A documentary about Thaler and his friends, not yet released, shows them digging in a surprisingly efficient manner — throwing full, multicolored Odwalla bottles into a milk crate and carefully moving half-filled trash bags and papers to pick out vegetables.
"I've never found rats and I've never gotten sick," he says.
And while he agrees it may take a little training to dive, he suggests the rules regarding finding food that's still good enough to eat are much easier to navigate than those about private property.
"You look at the food and you smell the food ... using your senses is really important," Thaler says.
While vegetables may get mushy and cheeses might mold, it's nothing that Thaler can't cut off or cook up. He says the only thing that's really risky is meat.
"I would never eat a rare steak out of the dumpster," he says. "Don't take the meat that's obvious discolored," he advises. Eggs, on the other hand, are fine, he says, as long as they don't smell absurdly strong of sulfur.
Dumpster divers are protected by a 1988 Supreme Court case, California v. Greenwood, in which the court ruled that the Fourth Amendment (the one that bans unreasonable searches and seizures) doesn't protect a person's trash left out for public collection. However, foraging in dumpsters on private property does carry the risk of violating trespassing laws.
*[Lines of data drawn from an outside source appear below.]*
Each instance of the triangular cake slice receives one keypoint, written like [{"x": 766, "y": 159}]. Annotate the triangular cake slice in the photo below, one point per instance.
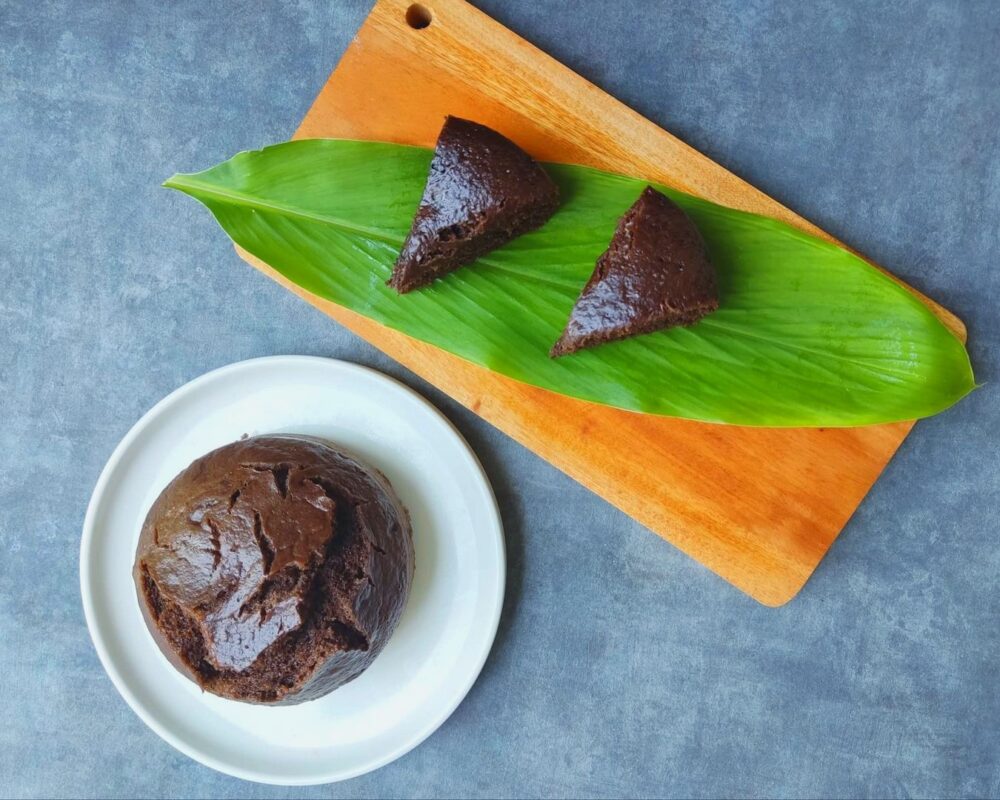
[
  {"x": 655, "y": 274},
  {"x": 483, "y": 190}
]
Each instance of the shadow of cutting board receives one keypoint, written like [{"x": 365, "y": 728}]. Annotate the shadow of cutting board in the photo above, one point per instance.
[{"x": 760, "y": 507}]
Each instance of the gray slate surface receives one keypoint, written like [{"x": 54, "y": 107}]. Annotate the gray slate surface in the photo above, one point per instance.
[{"x": 622, "y": 667}]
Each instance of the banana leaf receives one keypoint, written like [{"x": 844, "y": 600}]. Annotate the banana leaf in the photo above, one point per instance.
[{"x": 807, "y": 334}]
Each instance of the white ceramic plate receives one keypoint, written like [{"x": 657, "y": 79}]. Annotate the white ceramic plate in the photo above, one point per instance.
[{"x": 450, "y": 620}]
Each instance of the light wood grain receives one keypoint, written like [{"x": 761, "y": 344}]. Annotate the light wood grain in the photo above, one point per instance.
[{"x": 760, "y": 507}]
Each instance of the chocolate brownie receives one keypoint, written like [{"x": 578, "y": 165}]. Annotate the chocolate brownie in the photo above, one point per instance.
[{"x": 274, "y": 569}]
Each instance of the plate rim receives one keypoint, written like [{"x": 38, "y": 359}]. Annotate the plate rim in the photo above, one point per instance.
[{"x": 90, "y": 615}]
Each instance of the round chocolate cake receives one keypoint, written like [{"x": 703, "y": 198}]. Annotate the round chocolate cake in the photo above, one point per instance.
[{"x": 274, "y": 569}]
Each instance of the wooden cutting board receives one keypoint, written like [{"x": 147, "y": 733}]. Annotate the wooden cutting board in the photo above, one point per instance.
[{"x": 760, "y": 507}]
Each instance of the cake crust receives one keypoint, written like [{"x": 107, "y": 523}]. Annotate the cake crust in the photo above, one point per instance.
[{"x": 274, "y": 569}]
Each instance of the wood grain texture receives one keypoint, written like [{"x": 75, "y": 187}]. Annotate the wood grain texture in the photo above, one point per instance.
[{"x": 760, "y": 507}]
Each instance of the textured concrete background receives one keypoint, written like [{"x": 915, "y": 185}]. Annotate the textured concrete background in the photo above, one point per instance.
[{"x": 622, "y": 667}]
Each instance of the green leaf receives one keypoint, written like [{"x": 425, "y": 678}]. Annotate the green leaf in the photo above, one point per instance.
[{"x": 807, "y": 333}]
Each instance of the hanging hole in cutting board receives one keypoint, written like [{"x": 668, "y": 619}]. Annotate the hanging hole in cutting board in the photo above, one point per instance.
[{"x": 418, "y": 16}]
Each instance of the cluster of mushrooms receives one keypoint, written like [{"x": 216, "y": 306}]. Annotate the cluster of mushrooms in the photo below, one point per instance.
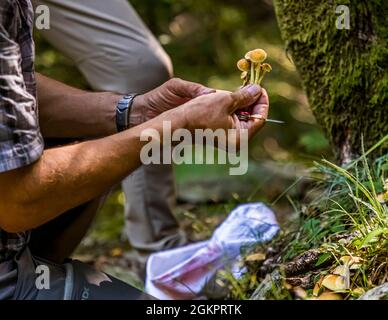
[
  {"x": 253, "y": 71},
  {"x": 252, "y": 67}
]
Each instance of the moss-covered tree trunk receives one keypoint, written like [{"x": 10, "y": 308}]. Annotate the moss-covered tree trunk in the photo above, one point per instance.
[{"x": 344, "y": 71}]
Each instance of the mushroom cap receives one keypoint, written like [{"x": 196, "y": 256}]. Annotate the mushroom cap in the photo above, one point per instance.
[
  {"x": 257, "y": 55},
  {"x": 335, "y": 283},
  {"x": 244, "y": 74},
  {"x": 329, "y": 296},
  {"x": 243, "y": 65},
  {"x": 266, "y": 67}
]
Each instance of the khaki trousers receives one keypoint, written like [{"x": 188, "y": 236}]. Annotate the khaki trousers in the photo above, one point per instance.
[{"x": 116, "y": 52}]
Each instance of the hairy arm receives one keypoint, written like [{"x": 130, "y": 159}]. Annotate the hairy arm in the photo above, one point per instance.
[
  {"x": 66, "y": 112},
  {"x": 69, "y": 176}
]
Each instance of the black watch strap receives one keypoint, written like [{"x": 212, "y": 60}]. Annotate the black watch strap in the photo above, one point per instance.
[{"x": 123, "y": 111}]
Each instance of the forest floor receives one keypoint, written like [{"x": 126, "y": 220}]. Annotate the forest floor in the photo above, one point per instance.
[{"x": 333, "y": 242}]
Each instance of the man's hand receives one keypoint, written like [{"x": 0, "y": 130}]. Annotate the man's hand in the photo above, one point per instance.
[
  {"x": 170, "y": 95},
  {"x": 217, "y": 110}
]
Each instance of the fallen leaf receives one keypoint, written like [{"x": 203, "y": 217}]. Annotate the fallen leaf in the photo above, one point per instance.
[
  {"x": 256, "y": 257},
  {"x": 358, "y": 291},
  {"x": 317, "y": 287},
  {"x": 300, "y": 293},
  {"x": 329, "y": 296},
  {"x": 335, "y": 283}
]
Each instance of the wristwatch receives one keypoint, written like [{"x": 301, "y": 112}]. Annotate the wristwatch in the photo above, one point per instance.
[{"x": 123, "y": 111}]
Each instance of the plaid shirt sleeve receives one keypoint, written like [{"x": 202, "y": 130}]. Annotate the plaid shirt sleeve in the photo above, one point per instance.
[{"x": 21, "y": 142}]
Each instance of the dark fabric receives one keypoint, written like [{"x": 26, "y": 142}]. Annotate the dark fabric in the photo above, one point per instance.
[{"x": 72, "y": 281}]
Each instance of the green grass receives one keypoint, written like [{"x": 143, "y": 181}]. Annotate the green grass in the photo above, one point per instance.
[{"x": 348, "y": 216}]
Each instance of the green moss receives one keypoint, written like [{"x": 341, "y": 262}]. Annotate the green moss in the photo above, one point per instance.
[{"x": 344, "y": 72}]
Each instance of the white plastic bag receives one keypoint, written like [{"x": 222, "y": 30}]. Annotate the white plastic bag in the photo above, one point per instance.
[{"x": 182, "y": 273}]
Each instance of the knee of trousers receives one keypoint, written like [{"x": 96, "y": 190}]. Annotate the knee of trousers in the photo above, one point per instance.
[{"x": 128, "y": 71}]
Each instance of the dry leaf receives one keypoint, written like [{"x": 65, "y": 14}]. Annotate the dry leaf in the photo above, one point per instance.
[
  {"x": 300, "y": 293},
  {"x": 256, "y": 257},
  {"x": 335, "y": 283},
  {"x": 329, "y": 296},
  {"x": 317, "y": 287}
]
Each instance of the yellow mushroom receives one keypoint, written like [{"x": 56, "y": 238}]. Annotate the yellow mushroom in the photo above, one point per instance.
[
  {"x": 329, "y": 296},
  {"x": 243, "y": 65},
  {"x": 266, "y": 67},
  {"x": 335, "y": 283},
  {"x": 257, "y": 55}
]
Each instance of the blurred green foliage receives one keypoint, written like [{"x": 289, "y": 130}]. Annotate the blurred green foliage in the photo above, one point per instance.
[{"x": 204, "y": 40}]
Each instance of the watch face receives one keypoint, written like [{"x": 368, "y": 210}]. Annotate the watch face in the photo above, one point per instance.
[{"x": 122, "y": 107}]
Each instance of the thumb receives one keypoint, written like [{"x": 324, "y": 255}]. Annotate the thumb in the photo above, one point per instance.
[{"x": 245, "y": 97}]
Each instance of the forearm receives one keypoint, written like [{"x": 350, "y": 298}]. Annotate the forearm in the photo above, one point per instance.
[
  {"x": 66, "y": 112},
  {"x": 68, "y": 176}
]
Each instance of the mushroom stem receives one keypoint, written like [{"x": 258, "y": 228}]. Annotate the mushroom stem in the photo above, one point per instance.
[
  {"x": 258, "y": 73},
  {"x": 252, "y": 77}
]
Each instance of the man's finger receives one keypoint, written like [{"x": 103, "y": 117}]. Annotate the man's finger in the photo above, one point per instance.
[
  {"x": 187, "y": 89},
  {"x": 245, "y": 97}
]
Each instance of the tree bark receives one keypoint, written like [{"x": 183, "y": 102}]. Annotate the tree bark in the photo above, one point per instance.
[{"x": 344, "y": 71}]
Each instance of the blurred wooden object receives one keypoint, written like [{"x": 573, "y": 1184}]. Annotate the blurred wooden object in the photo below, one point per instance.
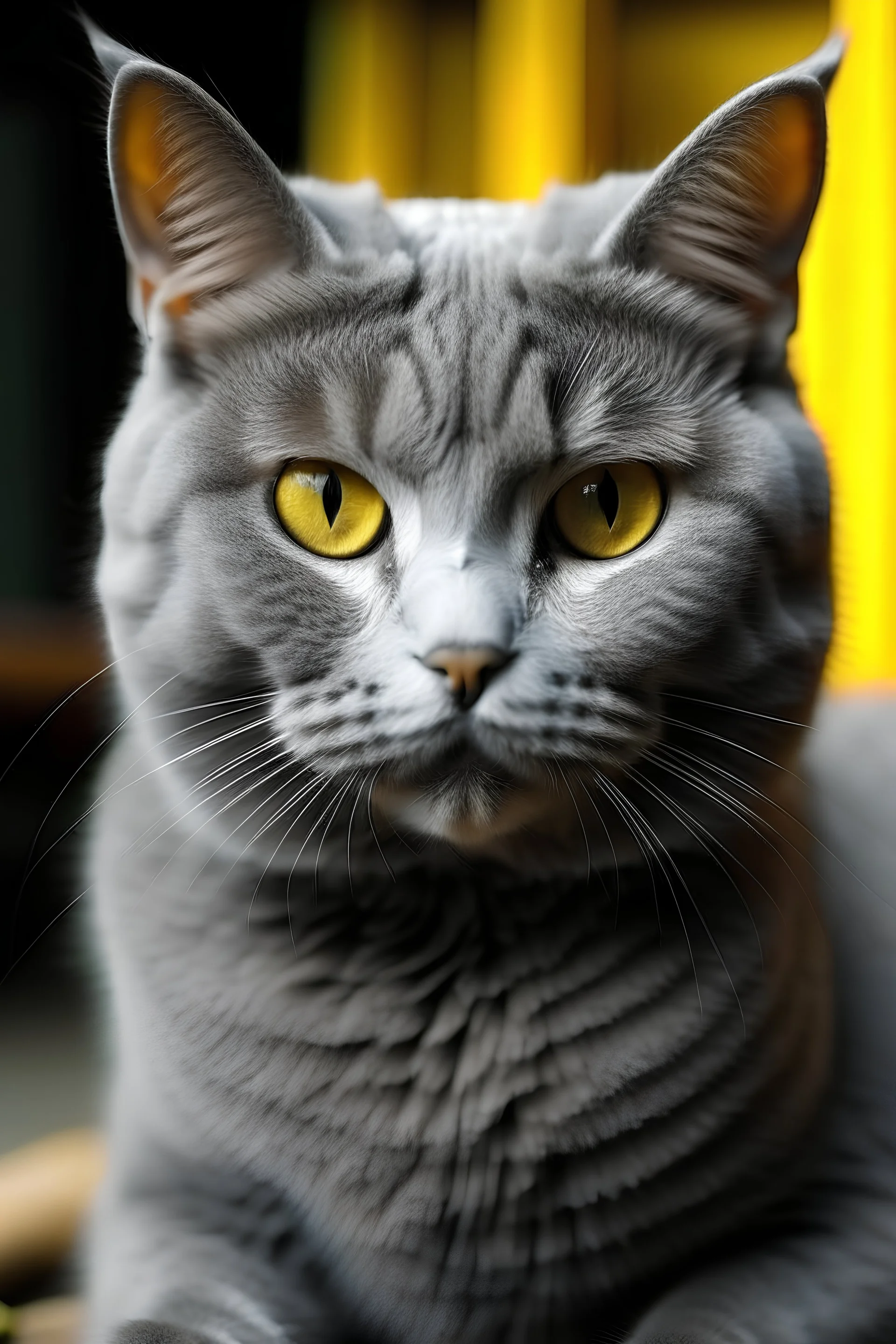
[
  {"x": 45, "y": 1191},
  {"x": 46, "y": 650},
  {"x": 56, "y": 1320}
]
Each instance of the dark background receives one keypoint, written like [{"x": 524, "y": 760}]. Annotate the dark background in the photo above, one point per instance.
[{"x": 68, "y": 353}]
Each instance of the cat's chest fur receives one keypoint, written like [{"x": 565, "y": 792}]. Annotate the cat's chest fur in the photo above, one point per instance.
[{"x": 473, "y": 1091}]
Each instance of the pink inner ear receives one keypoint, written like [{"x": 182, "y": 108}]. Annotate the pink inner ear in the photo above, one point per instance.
[
  {"x": 782, "y": 167},
  {"x": 146, "y": 179}
]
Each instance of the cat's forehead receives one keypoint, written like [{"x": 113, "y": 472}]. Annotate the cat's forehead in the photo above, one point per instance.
[{"x": 480, "y": 351}]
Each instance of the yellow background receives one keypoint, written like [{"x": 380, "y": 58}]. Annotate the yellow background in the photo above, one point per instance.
[{"x": 502, "y": 97}]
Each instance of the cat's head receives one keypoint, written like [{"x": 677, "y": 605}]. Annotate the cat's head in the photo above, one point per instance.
[{"x": 490, "y": 506}]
At the height of his dumpstering, Thaler and his friends would break out the gloves (also from dumpsters), magnetic LED lights and milk crates (for storage) to quest for food in the middle of the night.
"You want to go really, really quickly," he explains, so you don't get caught.
Cooking for a full house, Thaler could often gather as much as 1,000 dollars' worth of food in 20 to 30 minutes. The longer part of the process was sorting the food, cutting away the bad parts of mushy tomatoes or moldy bread and figuring out what to do with preposterous quantities of one particular item he'd sometimes pick up (he recalls once stumbling upon "thousands of bananas").
For Thaler, the practice is as much philosophical as it is practical. He writes via email:
"There are complex systemic reasons why there is so much food waste in this country, but at their core is the fact that most Americans have forgotten what good food is." He argues that humans have evolved to know what good food is, and we don't need the Food and Drug Administration or sell-by dates to tell us that.
Thaler's friends, he says, are also people who have embraced this "waste not" philosophy: "A lot of my closest friendships have been forged in the dumpster in a lot of ways."
Now living in Berkeley, Calif., Thaler still hasn't been to the grocery store in "a very long time." But he has released a cookbook, A Curious Harvest: The Practical Art of Cooking Everything. The book offers advice for using and storing common ingredients, so nothing goes to waste. For instance, a page on the pineapple notes that when ripe, it will be slightly soft, and it tastes great grilled and served on a burger like tomato slices.
But neither the book nor Thaler's lifestyle is necessarily about legislative activism or publicity – he's just wearing his heart on his tongue.
"I'm trying to build the world that I want to live in," he says, calling it cultural activism. "I start by changing the tiny little world that I live in."